“De ki: ‘Hak geldi, bâtıl yok oldu. Hiç şüphesiz
bâtıl yok olucudur” (İsrâ 81).
İslâm’a göre sürekli olarak iki tür
toplum bulunur: İslâm toplumu ve câhiliye toplumu. Seyyid Kutup: “Dünyâ’da iki
sistem vardır. Bunlardan birincisi “İslâm”; ikincisi de; demokrasi, sosyâlizm,
komünizm vb. tüm beşer-aklının ortaya koyduğu sistemlerdir ki, bunların hepsi
de câhili sistemlerdir” der.
Cehâlet, insanın “dünyevî olan”ı bilmemesi ve ondan habersiz
olması demek değildir. İslâm’a göre cehâlet, bir “kendini bilmeme” hâlidir. Bu
kendini bilmeme hâli, vahiyden habersiz olmaktan ve onu bilmemekten kaynaklanır.

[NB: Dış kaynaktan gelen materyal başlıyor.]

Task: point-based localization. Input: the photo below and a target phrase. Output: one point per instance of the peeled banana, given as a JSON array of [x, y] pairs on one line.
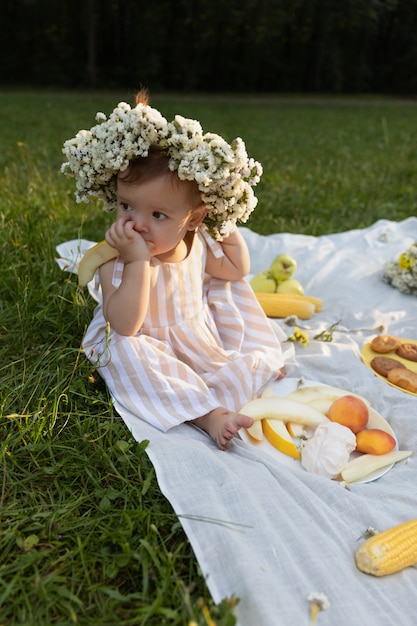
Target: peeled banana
[[92, 259]]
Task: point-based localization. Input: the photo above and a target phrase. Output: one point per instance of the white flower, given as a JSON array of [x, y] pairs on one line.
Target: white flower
[[403, 274], [223, 172]]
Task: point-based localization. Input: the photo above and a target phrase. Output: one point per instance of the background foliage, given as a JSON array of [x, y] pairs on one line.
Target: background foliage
[[212, 45]]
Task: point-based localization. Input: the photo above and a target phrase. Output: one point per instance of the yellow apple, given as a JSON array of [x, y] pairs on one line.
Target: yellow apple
[[283, 267]]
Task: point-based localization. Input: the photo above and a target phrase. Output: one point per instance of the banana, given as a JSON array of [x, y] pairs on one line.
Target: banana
[[255, 431], [283, 409], [360, 467], [92, 259], [313, 392]]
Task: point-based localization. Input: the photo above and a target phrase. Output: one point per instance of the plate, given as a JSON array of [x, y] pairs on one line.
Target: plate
[[368, 355], [287, 385]]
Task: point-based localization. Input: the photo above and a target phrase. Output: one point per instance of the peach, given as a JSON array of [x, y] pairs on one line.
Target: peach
[[374, 441], [349, 411]]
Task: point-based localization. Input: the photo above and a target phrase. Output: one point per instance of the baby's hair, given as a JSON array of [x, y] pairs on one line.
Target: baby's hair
[[142, 97], [155, 164]]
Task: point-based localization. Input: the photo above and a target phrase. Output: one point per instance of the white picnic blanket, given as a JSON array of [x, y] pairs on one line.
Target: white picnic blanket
[[270, 533]]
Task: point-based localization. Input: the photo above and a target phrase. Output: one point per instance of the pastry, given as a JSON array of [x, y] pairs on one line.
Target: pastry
[[407, 351], [402, 377], [384, 344], [383, 364]]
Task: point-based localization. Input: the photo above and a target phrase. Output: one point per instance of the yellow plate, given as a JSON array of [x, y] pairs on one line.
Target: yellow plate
[[284, 387], [368, 355]]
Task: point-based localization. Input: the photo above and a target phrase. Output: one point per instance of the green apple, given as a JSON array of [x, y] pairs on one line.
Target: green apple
[[263, 282], [290, 286], [283, 267]]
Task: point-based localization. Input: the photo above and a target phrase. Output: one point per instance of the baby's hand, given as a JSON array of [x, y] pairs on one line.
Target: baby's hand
[[130, 244]]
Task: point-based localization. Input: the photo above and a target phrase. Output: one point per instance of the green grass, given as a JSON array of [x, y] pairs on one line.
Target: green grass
[[86, 536]]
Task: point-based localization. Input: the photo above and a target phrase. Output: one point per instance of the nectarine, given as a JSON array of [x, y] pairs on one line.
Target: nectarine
[[374, 441], [349, 411]]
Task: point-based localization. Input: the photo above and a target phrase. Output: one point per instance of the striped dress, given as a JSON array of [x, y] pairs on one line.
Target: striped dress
[[205, 343]]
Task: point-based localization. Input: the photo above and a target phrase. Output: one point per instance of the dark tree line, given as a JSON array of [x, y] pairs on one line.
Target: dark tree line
[[336, 46]]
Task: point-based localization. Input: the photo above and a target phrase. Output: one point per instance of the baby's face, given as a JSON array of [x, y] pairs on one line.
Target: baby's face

Vahyin kazandırmış olduğu bilinçten yoksun yada mahrûm olmak, kişiyi mutlakâ
cehâlete düşürür. Dolayısı ile “Kur’ân’ı-vahyi bilmeyenler cehâlete düşerek ‘bilmez’
olurlar” denebilir. Tasavvufta şirk olarak şu şekilde bir söz söylenir:
“Kendini-nefsini bilmeyen Rabbini bilemez”. “Rabbini bilmeyen kendini bilemez”
deseler kabûl ederiz ve, tabî ki; “Rabbini bilmeyen neyi bilir ki” diyebiliriz.
Fakat Rabbin bilinmesi şartını, insanın kendisinin bilinmesine bağlıyorlar ki,
bu durumda kendisi -hâşâ- Rabb’den daha üstün oluyor. Zîrâ “etken-bilen”
kendisi iken, “edilgen-bilinen” Rabb oluyor. Hâlbuki bilinebilecek olan Allah’ın
zâtı değil, sanatıdır. Böylece “bilme” işi ifsâd edilerek şirke ve cehâlete
düşülüyor. Yâni kişi bir “kendini bilmez”, câhil oluyor. Zîrâ Rabbini hakkıyla
takdir edemiyor.
Modern dünyâda; İslâm toplumu “câhiliye
toplumu” olarak, câhiliye toplumu ise “İslâm toplumu” olarak gösterilmekte ve insanlar-müslümanlar
da bunun aynen “gösterildiği gibi” olduğunu zannetmektedirler. Sonuçta ise cehâlet
devâm ediyor ve müslümanlardan ve mazlumlardan başka zarar gören olmuyor. İşte
bunu tersine çevirmenin yolu, hak ve bâtıl toplumun yâni İslâm ve câhiliye
toplumunun ayrılmasıdır. Cehâletten kurtuluşun ilk aşaması bu “ayrılış”tır.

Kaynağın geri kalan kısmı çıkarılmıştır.